Le fatigué content est un warrior du tractage. Même après douze nuits blanches, la lassitude n’aura pas raison de sa motivation : tout en essayant de ne pas marcher sur les baloches XXL qui lui servent de cernes et balaient les rues dans son sillage, il arborera son sourire éclatant en toutes circonstances, quitte à ressembler à une version de Pee-Wee Herman qu’on aurait laissé fondre sur une plaque de cuisson.

Le chronophage

« Vous connaissez Tchekhov ? Vous avez deux minutes pour en parler ? »

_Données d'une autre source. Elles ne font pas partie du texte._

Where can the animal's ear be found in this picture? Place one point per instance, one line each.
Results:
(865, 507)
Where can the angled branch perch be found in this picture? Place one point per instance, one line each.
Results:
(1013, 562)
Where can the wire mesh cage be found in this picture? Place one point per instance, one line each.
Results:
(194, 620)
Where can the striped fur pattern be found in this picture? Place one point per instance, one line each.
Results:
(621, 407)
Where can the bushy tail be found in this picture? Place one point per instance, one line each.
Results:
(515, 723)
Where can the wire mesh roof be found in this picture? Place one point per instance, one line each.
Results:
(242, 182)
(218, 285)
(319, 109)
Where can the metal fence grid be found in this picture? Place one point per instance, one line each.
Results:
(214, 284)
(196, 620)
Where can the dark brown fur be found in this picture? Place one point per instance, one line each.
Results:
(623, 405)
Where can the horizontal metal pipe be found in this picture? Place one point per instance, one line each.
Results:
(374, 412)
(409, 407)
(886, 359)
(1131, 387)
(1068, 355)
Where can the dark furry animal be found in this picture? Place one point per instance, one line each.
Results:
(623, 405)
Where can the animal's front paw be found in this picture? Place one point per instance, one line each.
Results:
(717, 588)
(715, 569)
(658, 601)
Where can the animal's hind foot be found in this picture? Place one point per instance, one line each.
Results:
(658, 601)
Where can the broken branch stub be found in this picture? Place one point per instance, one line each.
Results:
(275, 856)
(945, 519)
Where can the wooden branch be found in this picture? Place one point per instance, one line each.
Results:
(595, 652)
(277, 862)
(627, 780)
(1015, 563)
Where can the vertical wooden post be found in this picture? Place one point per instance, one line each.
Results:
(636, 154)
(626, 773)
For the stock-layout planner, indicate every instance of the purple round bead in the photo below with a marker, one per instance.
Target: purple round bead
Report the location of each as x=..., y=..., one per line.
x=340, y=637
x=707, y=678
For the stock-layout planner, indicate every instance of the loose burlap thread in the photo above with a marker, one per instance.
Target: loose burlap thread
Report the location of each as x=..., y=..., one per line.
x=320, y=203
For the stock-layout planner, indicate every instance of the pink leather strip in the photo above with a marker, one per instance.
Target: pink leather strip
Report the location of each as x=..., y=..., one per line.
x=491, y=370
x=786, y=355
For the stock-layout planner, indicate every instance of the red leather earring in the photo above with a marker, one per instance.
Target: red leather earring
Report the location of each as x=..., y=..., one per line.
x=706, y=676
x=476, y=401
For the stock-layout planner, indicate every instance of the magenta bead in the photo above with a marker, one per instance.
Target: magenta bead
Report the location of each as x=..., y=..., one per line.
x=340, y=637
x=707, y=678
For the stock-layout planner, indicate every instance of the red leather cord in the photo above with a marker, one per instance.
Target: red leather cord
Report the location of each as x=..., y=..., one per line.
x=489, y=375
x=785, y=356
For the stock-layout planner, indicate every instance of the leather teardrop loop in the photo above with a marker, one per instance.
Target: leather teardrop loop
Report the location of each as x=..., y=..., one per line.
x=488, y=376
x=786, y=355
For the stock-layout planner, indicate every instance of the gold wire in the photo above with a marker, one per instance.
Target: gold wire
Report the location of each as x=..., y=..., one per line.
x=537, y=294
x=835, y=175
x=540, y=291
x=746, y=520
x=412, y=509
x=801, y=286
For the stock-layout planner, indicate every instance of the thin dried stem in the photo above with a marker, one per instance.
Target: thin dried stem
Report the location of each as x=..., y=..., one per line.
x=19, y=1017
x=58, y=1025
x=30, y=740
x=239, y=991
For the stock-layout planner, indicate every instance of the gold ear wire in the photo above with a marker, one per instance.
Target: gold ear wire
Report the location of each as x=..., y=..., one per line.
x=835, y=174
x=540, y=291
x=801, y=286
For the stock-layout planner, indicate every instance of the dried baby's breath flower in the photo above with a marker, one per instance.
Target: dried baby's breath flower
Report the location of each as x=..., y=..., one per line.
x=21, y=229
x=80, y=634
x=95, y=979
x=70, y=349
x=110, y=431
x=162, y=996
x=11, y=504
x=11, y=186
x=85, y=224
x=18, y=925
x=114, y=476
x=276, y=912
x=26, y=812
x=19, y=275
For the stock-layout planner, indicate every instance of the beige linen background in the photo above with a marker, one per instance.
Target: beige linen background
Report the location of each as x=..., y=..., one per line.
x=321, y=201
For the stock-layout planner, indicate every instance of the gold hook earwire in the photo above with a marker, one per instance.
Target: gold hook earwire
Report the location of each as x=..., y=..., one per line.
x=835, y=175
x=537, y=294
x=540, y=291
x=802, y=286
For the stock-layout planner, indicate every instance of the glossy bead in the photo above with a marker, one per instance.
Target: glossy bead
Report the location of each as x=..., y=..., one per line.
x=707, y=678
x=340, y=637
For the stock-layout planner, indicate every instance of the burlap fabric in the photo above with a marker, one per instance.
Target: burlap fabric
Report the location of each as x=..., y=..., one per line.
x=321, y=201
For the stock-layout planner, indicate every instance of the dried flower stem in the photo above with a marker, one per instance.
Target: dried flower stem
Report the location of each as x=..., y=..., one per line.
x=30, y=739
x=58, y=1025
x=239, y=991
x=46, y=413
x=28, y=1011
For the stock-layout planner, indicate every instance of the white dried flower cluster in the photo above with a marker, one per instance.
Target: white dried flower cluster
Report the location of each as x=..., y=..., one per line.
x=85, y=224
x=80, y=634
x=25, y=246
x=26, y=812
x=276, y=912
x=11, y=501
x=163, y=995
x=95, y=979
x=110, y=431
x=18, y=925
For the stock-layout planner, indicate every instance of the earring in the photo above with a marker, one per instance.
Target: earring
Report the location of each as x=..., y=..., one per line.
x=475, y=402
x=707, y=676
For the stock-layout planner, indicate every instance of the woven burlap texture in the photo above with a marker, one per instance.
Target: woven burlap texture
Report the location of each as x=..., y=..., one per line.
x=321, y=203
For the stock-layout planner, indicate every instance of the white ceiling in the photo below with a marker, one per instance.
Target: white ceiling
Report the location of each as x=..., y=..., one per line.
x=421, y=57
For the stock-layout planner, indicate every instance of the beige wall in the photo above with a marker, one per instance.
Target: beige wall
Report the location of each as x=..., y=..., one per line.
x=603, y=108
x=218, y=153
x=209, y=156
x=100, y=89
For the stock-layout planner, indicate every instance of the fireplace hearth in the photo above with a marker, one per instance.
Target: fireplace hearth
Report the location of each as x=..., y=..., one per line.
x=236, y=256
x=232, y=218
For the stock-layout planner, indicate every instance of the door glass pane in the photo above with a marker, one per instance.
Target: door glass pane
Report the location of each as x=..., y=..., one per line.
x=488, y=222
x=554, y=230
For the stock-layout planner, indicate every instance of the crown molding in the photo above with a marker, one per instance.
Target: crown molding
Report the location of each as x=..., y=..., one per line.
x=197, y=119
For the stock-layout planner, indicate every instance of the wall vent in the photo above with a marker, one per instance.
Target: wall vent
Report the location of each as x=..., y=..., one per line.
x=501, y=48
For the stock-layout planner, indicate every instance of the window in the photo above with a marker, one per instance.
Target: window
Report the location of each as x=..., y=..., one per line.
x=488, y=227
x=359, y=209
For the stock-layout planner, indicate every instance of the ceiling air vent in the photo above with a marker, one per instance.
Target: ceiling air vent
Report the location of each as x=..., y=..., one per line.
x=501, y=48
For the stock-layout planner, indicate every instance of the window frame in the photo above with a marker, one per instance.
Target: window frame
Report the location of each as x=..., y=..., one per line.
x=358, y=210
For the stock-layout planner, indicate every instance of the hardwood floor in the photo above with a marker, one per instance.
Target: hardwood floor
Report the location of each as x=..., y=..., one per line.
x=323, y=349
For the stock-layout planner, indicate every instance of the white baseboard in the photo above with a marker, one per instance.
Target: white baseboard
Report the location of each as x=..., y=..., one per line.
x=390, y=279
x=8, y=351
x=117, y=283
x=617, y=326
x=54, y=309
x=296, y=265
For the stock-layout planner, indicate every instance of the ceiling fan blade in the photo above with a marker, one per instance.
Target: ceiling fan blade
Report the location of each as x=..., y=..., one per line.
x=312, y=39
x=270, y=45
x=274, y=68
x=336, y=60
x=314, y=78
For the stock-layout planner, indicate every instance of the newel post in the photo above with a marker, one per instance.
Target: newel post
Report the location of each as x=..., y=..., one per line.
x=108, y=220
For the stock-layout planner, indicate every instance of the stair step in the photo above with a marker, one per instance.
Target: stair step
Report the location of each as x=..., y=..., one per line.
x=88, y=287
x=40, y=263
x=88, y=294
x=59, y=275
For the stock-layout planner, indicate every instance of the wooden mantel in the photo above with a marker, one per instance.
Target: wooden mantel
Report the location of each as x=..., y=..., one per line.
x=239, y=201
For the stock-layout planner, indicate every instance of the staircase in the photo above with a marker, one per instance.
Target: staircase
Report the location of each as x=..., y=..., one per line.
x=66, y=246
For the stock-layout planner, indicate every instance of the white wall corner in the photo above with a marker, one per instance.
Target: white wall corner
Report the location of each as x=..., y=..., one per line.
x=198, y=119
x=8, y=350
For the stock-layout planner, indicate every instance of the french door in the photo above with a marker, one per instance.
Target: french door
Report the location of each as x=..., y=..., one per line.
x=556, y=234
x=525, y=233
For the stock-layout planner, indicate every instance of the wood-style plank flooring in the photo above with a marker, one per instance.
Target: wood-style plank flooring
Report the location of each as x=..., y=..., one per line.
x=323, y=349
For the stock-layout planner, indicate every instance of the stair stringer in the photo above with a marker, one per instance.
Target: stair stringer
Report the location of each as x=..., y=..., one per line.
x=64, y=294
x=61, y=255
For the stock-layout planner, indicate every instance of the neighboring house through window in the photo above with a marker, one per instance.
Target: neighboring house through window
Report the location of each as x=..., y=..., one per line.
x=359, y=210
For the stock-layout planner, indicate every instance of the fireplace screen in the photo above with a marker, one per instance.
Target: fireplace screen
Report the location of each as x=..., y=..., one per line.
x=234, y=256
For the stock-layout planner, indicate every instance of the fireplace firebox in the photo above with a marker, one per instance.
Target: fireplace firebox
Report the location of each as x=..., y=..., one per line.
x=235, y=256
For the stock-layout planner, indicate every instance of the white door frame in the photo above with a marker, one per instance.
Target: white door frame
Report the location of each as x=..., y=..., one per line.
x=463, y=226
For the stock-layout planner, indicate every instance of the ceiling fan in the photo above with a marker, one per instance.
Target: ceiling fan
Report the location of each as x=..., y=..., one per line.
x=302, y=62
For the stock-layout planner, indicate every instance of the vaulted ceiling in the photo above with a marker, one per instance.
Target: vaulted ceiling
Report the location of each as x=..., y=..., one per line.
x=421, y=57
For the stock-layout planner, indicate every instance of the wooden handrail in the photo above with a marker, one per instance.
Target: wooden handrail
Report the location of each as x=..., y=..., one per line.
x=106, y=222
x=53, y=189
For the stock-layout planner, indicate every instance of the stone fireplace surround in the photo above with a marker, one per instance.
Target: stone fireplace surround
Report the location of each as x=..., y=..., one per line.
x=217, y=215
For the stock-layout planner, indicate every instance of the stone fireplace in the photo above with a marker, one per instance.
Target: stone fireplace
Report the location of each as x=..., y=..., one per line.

FUIS, FESTIVALIER. FUIS OU TU ES FOUTU.

Le fantaisiste

Le fantaisiste a la ferme intention d’emmener dans son monde merveilleux tous les badauds qu’il croise, surtout ceux qui n’ont rien demandé à personne. Convaincu d’être un antidote au quotidien morose, le fantaisiste est un croisé de l’imaginaire qui t’assène au bazooka l’importance de préserver ton âme d’enfant. Généralement sapé comme dans sa pièce et maudissant intérieurement ses 14 couches de froufrous, il arpente les rues tel un ménestrel aux narines poudrées, hurlant des choses qu’on ne comprend pas avec une fougue qu’on ne comprend pas non plus.

Le nonchalant

Attention, on peut parfois le confondre avec le fatigué blasé, MAIS ÇA N’A RIEN À VOIR. Le nonchalant affecte une posture détachée et battage de steaks par choix de vie. Ce qui est bien pire. Le nonchalant veut te montrer avec une sympathie aussi réelle que mon troisième téton qu’il est plus cool que toi, parce qu’il est comédien, et que c’est cool. Mec, tu tractes pour Mon colocataire lèche ses squames au théâtre du parking de Gilbert, donc détends-toi.

Le silencieux

Ce tracteur a la présence d’esprit de se mettre à la place du tracté et vise donc avant tout l’efficacité. Il te tend son flyer fièrement, l’air entendu, plein d’une connivence foudroyante avec son éphémère interlocuteur, puis disparait. « Toi comme moi savons que cet orgasme théâtral est inéluctable, fringant festivalier, donc vivons ce moment comme si c’était le dernier », semble signifier son minimalisme langagier. Dans d’autres cas, le silence est causé par une envie fulgurante de trouver des sanitaires, mais le résultat est le même.

Le vif d’esprit

Cet énergumène a de la répartie et veut le montrer. Afin d’exorciser son pire cauchemar, à savoir l’indifférence de son auditoire, il mitraille en rafales des ficelles de stand-up si grosses qu’elles relèvent de la catégorie amarrage de porte-avions. En tendant son flyer, le vif d’esprit aime à répéter que « qui aime bien châtie bien ». En recevant son flyer, le festivalier aime à imaginer le doux craquement de ses rotules.

L’intrus

Robert aime rendre service. Quand son amie Josiane de la compagnie du Furoncle Incandescent lui a demandé de filer un coup de main au tractage en raison d’une pénurie de main d’œuvre, il a accepté avec beaucoup trop d’enthousiasme. Résultat, Robert se balade sur l’avenue le cœur ouvert à l’inconnu, mais sans arriver à savoir vraiment de quoi il parle. Cela dit, l’atout de l’intrus est que sa maladresse le rend touchant. Et comme chacun le sait, sur un malentendu, ça peut marcher.

Le what the fuck

Un mec en tenue bondage intégrale vient de me susurrer un mot de passe à l’oreille et est reparti en faisant des roues. Je n’ai pas compris si c’est rapport à une pièce de théâtre ou un club échangiste, mais l’expérience était intéressante.

Le normal

Ça arrive aussi.

François Theurel

Quelques mots sur l’auteur :

Après avoir étudié les rapports entre diffusion numérique et cinéma à l’Université d’Avignon, François Theurel s’est mis à faire des chroniques  de films de genre sur Youtube sous le sobriquet du Fossoyeur de Films. Ayant affuté son coup de pelle, il revient ce Juillet dans la Semioteam car, mine de rien, le festival d’Avignon, il aime bien le faire.